StII promotes DC maturation in vitro, independent of the presence of contaminating LPS. Immature BMDCs were obtained from femurs and tibias of C57BL/.6 mice. After 7 d of culture, cells were harvested, counted, and seeded again at 1 × 10⁶ cells per milliliter. StII (1 µg/ml) was added to immature BMDCs in 2 ml of serum-free medium for 3 h, and the PFP was subsequently inactivated by the addition of 10% FCS. LPS (1 µg/ml), LPS plus pmxB (10 µg/ml), StII plus pmxB, and StII free of endotoxin by column purification (pure StII) were also assayed under similar conditions. Eighteen hours later, the upregulation of costimulatory molecules on the BMDC surface was detected by flow cytometry.
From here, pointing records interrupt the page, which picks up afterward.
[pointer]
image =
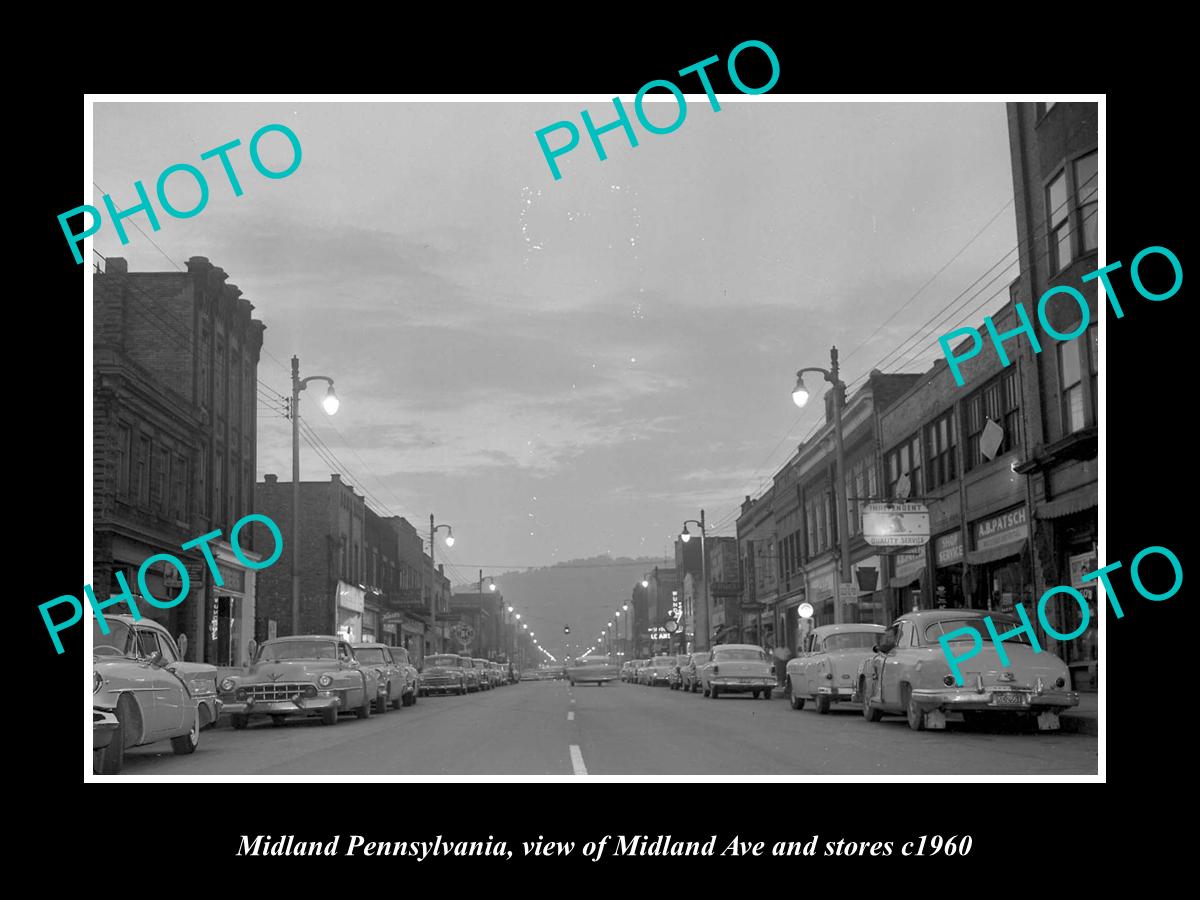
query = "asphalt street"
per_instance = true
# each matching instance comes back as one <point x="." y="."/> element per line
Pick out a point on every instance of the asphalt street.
<point x="551" y="729"/>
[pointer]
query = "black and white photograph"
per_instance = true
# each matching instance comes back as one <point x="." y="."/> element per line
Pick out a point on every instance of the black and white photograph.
<point x="699" y="433"/>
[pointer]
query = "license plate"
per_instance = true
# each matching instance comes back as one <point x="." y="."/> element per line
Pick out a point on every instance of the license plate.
<point x="1011" y="699"/>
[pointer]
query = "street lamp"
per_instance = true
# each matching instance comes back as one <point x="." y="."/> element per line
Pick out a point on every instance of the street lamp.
<point x="701" y="628"/>
<point x="330" y="405"/>
<point x="433" y="573"/>
<point x="801" y="396"/>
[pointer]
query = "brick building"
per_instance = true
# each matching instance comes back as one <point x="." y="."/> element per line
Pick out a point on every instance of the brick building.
<point x="361" y="575"/>
<point x="174" y="424"/>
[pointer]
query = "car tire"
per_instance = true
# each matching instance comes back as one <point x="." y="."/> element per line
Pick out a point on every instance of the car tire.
<point x="915" y="713"/>
<point x="112" y="757"/>
<point x="186" y="744"/>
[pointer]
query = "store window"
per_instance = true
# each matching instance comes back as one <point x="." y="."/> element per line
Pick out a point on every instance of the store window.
<point x="940" y="449"/>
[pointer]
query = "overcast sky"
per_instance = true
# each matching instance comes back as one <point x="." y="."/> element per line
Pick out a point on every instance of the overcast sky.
<point x="564" y="369"/>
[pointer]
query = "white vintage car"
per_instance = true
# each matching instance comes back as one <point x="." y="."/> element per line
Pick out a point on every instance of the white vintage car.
<point x="826" y="669"/>
<point x="143" y="693"/>
<point x="910" y="675"/>
<point x="300" y="676"/>
<point x="737" y="669"/>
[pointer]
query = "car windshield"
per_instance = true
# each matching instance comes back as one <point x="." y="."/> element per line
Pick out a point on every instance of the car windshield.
<point x="935" y="630"/>
<point x="852" y="641"/>
<point x="739" y="655"/>
<point x="298" y="649"/>
<point x="114" y="642"/>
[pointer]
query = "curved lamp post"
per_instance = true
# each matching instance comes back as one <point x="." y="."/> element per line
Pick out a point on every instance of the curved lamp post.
<point x="801" y="396"/>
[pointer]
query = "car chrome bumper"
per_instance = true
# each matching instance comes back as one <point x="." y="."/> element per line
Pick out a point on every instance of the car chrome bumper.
<point x="103" y="726"/>
<point x="835" y="694"/>
<point x="303" y="706"/>
<point x="971" y="699"/>
<point x="757" y="684"/>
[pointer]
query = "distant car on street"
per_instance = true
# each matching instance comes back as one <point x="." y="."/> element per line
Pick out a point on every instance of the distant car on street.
<point x="300" y="676"/>
<point x="826" y="669"/>
<point x="592" y="670"/>
<point x="389" y="677"/>
<point x="659" y="670"/>
<point x="738" y="669"/>
<point x="689" y="672"/>
<point x="909" y="673"/>
<point x="138" y="694"/>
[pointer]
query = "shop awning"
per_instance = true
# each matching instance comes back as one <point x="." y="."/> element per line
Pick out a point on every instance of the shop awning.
<point x="1068" y="505"/>
<point x="1013" y="549"/>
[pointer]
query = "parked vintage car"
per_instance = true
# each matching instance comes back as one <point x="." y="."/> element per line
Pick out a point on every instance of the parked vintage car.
<point x="658" y="671"/>
<point x="444" y="673"/>
<point x="474" y="682"/>
<point x="826" y="669"/>
<point x="689" y="672"/>
<point x="592" y="670"/>
<point x="300" y="676"/>
<point x="738" y="669"/>
<point x="910" y="675"/>
<point x="390" y="678"/>
<point x="138" y="697"/>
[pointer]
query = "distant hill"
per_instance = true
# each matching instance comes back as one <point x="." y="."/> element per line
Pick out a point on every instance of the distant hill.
<point x="581" y="593"/>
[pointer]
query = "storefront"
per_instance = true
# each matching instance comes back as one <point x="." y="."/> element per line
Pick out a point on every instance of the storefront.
<point x="907" y="582"/>
<point x="821" y="585"/>
<point x="1000" y="561"/>
<point x="351" y="606"/>
<point x="948" y="558"/>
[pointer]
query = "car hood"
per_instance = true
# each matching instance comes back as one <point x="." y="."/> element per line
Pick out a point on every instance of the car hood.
<point x="289" y="670"/>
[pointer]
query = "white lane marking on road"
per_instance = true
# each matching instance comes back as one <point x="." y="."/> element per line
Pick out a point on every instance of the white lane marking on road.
<point x="577" y="761"/>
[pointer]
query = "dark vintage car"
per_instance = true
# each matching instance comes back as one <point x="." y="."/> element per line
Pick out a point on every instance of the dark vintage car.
<point x="391" y="679"/>
<point x="909" y="673"/>
<point x="444" y="673"/>
<point x="142" y="693"/>
<point x="300" y="676"/>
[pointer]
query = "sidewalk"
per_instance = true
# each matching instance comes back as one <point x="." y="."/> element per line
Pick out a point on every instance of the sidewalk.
<point x="1084" y="719"/>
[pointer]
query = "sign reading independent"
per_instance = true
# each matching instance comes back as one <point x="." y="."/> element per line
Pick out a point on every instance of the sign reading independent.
<point x="895" y="525"/>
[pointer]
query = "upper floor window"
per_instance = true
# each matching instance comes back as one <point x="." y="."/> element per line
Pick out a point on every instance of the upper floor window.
<point x="904" y="463"/>
<point x="941" y="442"/>
<point x="999" y="402"/>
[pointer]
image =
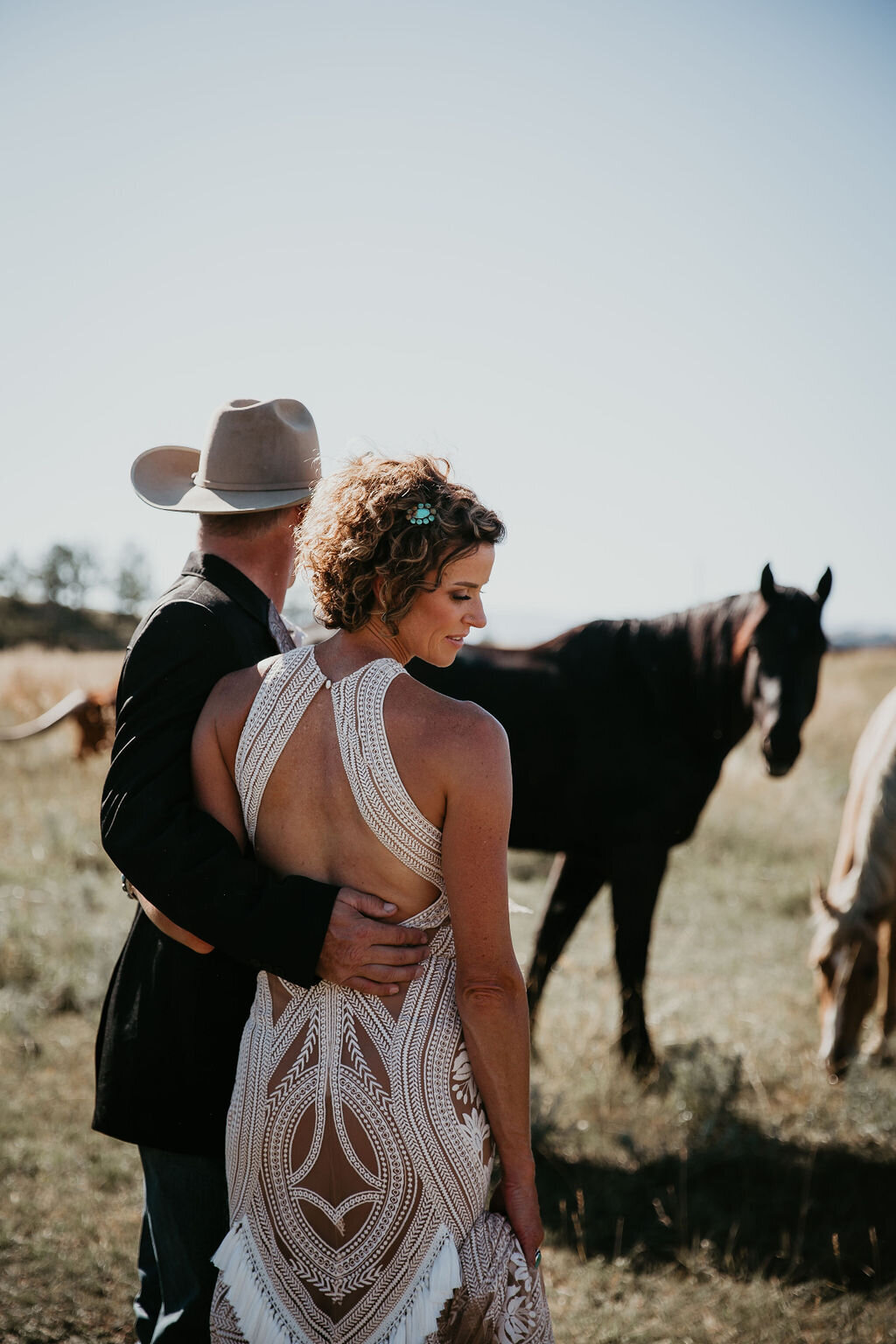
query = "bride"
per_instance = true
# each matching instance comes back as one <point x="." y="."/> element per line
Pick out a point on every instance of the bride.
<point x="361" y="1130"/>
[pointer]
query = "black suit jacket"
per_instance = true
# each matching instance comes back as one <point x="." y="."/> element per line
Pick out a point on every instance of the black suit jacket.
<point x="172" y="1019"/>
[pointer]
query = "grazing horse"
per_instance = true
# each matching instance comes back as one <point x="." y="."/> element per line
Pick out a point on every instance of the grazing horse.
<point x="618" y="730"/>
<point x="93" y="712"/>
<point x="852" y="949"/>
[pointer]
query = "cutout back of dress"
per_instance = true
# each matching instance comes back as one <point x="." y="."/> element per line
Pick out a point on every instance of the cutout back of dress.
<point x="289" y="686"/>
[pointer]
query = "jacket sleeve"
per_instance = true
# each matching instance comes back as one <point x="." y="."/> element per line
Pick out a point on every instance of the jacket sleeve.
<point x="178" y="857"/>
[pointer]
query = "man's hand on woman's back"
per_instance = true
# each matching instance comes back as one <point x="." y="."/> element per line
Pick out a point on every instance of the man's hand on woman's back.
<point x="363" y="952"/>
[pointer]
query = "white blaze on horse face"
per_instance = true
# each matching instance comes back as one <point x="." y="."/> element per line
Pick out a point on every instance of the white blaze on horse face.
<point x="768" y="695"/>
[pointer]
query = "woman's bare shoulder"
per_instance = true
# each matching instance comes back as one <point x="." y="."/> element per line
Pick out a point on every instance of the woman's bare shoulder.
<point x="458" y="726"/>
<point x="236" y="690"/>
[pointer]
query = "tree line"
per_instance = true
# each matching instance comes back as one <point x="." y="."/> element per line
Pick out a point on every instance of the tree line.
<point x="70" y="576"/>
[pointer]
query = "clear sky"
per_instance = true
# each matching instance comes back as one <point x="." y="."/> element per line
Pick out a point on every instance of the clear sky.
<point x="629" y="263"/>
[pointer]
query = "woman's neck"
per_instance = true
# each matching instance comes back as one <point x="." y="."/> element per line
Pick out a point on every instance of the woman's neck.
<point x="351" y="649"/>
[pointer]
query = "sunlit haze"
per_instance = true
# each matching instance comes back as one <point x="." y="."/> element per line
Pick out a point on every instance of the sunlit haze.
<point x="627" y="265"/>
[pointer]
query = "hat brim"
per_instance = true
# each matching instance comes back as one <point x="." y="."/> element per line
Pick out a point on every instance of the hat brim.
<point x="164" y="478"/>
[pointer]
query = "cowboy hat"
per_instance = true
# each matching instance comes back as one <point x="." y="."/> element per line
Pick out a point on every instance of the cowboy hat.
<point x="258" y="456"/>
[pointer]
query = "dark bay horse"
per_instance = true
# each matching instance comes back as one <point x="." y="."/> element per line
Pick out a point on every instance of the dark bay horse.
<point x="618" y="732"/>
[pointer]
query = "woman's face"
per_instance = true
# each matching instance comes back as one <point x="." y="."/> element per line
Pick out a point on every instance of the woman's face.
<point x="439" y="620"/>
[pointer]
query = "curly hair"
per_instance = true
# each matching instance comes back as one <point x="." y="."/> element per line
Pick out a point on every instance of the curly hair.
<point x="359" y="529"/>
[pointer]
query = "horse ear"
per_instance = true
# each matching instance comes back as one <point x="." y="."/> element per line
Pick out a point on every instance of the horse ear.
<point x="825" y="584"/>
<point x="767" y="584"/>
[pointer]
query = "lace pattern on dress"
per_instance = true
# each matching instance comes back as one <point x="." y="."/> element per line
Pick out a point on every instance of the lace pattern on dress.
<point x="358" y="1145"/>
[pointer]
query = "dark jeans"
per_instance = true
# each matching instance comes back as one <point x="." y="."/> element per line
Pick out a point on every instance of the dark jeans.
<point x="185" y="1222"/>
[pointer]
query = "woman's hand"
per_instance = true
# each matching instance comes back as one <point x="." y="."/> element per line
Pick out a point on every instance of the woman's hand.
<point x="519" y="1201"/>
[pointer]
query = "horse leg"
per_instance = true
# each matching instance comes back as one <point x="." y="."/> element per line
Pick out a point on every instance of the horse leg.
<point x="637" y="874"/>
<point x="575" y="878"/>
<point x="886" y="1015"/>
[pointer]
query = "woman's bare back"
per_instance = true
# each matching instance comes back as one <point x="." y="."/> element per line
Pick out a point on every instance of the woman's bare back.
<point x="309" y="819"/>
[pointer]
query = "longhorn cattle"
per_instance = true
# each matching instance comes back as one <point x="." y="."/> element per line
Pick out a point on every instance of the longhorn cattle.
<point x="618" y="732"/>
<point x="93" y="712"/>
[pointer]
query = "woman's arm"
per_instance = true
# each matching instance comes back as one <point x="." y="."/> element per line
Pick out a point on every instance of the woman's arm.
<point x="172" y="930"/>
<point x="491" y="990"/>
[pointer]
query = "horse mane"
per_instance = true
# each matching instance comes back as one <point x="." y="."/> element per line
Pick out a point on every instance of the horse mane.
<point x="875" y="842"/>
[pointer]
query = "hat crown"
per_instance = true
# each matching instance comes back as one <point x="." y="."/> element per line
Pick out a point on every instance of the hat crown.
<point x="260" y="446"/>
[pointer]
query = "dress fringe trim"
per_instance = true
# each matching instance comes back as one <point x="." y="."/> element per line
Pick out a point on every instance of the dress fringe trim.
<point x="254" y="1306"/>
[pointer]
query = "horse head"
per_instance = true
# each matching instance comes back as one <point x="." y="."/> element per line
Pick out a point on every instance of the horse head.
<point x="845" y="960"/>
<point x="783" y="657"/>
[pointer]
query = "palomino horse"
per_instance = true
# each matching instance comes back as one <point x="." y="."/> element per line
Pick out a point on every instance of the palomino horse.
<point x="618" y="732"/>
<point x="852" y="950"/>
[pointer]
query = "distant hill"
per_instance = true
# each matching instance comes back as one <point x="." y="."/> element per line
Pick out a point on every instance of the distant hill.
<point x="62" y="626"/>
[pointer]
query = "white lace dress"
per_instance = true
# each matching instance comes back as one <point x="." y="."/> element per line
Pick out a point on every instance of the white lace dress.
<point x="358" y="1148"/>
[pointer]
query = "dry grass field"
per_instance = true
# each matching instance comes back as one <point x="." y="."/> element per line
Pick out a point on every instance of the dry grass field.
<point x="737" y="1198"/>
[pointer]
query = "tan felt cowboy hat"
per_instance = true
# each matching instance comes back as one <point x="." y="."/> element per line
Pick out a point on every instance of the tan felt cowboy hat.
<point x="258" y="456"/>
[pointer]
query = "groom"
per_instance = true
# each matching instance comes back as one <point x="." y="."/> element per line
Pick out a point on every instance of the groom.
<point x="172" y="1020"/>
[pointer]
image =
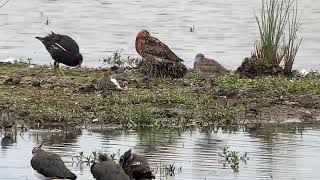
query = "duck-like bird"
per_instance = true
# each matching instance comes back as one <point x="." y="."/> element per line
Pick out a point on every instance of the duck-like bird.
<point x="208" y="67"/>
<point x="62" y="49"/>
<point x="135" y="166"/>
<point x="148" y="46"/>
<point x="107" y="170"/>
<point x="50" y="165"/>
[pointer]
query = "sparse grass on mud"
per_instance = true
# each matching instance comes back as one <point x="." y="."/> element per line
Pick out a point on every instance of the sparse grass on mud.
<point x="148" y="102"/>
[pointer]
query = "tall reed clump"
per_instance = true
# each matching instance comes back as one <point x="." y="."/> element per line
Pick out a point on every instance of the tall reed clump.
<point x="3" y="3"/>
<point x="278" y="25"/>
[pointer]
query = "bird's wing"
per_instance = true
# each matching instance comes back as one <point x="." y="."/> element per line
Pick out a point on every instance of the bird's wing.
<point x="209" y="65"/>
<point x="69" y="44"/>
<point x="155" y="47"/>
<point x="50" y="165"/>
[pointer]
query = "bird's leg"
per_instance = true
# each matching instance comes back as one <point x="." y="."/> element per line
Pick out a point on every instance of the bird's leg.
<point x="61" y="71"/>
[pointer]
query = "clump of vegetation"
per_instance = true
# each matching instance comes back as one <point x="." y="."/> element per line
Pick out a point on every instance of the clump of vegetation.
<point x="233" y="158"/>
<point x="278" y="25"/>
<point x="93" y="157"/>
<point x="116" y="59"/>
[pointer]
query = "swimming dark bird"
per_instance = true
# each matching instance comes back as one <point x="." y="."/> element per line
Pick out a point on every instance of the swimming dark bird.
<point x="135" y="166"/>
<point x="50" y="165"/>
<point x="62" y="49"/>
<point x="148" y="46"/>
<point x="107" y="170"/>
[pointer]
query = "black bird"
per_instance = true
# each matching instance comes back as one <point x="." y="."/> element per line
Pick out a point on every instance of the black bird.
<point x="135" y="166"/>
<point x="107" y="170"/>
<point x="62" y="49"/>
<point x="50" y="165"/>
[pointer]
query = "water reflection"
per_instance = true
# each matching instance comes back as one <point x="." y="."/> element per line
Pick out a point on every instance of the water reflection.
<point x="273" y="153"/>
<point x="224" y="30"/>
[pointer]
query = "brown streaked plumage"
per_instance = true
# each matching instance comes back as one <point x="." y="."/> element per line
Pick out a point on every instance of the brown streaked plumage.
<point x="207" y="67"/>
<point x="135" y="166"/>
<point x="107" y="170"/>
<point x="147" y="45"/>
<point x="50" y="165"/>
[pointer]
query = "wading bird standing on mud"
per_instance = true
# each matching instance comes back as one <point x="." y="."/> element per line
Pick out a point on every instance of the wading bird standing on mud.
<point x="107" y="170"/>
<point x="135" y="166"/>
<point x="50" y="165"/>
<point x="62" y="49"/>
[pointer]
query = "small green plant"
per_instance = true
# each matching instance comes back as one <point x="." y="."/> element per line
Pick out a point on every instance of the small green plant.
<point x="233" y="158"/>
<point x="278" y="25"/>
<point x="116" y="59"/>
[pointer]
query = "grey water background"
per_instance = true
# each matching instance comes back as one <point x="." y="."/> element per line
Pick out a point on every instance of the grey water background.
<point x="272" y="155"/>
<point x="225" y="30"/>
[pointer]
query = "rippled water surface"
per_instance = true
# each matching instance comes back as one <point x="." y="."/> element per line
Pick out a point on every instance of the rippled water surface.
<point x="225" y="30"/>
<point x="271" y="155"/>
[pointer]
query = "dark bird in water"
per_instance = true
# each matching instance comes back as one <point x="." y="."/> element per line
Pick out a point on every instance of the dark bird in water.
<point x="50" y="165"/>
<point x="208" y="67"/>
<point x="107" y="170"/>
<point x="62" y="49"/>
<point x="148" y="46"/>
<point x="135" y="166"/>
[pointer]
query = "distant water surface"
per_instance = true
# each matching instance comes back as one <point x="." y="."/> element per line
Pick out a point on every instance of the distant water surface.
<point x="224" y="30"/>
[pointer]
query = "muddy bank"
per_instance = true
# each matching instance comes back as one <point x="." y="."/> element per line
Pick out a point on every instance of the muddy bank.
<point x="34" y="96"/>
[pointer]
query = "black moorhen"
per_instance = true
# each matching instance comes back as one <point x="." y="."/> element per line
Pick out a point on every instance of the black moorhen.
<point x="50" y="165"/>
<point x="107" y="170"/>
<point x="135" y="166"/>
<point x="62" y="49"/>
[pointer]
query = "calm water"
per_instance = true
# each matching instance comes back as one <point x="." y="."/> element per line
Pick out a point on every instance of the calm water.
<point x="272" y="155"/>
<point x="225" y="30"/>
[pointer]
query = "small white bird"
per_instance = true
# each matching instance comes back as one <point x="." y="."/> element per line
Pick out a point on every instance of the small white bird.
<point x="108" y="82"/>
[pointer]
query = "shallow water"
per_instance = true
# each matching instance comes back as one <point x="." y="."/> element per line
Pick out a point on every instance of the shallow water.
<point x="272" y="155"/>
<point x="224" y="30"/>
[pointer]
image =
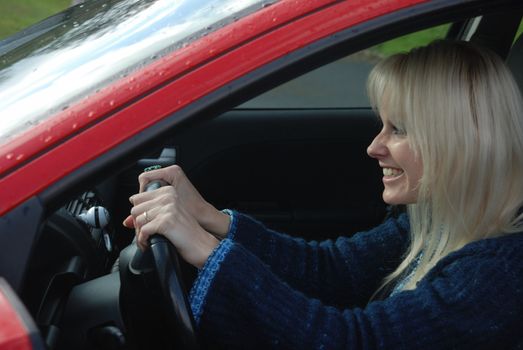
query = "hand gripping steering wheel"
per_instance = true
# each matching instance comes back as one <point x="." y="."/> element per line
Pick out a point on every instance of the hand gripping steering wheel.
<point x="165" y="261"/>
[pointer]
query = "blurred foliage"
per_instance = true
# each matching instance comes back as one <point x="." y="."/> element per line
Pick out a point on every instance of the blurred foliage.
<point x="16" y="15"/>
<point x="407" y="42"/>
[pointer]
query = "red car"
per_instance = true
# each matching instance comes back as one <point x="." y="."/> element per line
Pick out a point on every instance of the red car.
<point x="262" y="103"/>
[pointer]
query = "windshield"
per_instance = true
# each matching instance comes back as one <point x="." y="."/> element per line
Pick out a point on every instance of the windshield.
<point x="70" y="55"/>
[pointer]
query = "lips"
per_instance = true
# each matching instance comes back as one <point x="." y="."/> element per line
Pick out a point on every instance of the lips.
<point x="392" y="172"/>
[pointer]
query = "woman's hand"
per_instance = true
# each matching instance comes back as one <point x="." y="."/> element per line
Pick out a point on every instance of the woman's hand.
<point x="161" y="211"/>
<point x="211" y="219"/>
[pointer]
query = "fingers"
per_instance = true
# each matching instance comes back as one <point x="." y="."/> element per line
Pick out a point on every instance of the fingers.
<point x="129" y="222"/>
<point x="168" y="175"/>
<point x="160" y="194"/>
Doublets were excluded from total acquired cells according to FSC profiles (FSC-area versus FSC-high), and the percentages of DCs (CD11c⁺ cells) expressing costimulatory molecules were analyzed on gated live cells. (A) Contour graphs representative of the expression of CD86, CD40, and CD80 costimulatory molecules by CD11c⁺ cells. Values in the quadrants represent cell percentages. (B and C) Percentages of CD11c⁺ cells expressing each costimulatory molecule (mean ± SD). Data are from one representative experiment of three independent assays with similar results; each one was performed at least in duplicate. *p < 0.05, **p < 0.01, ***p < 0.001. ns, not significant.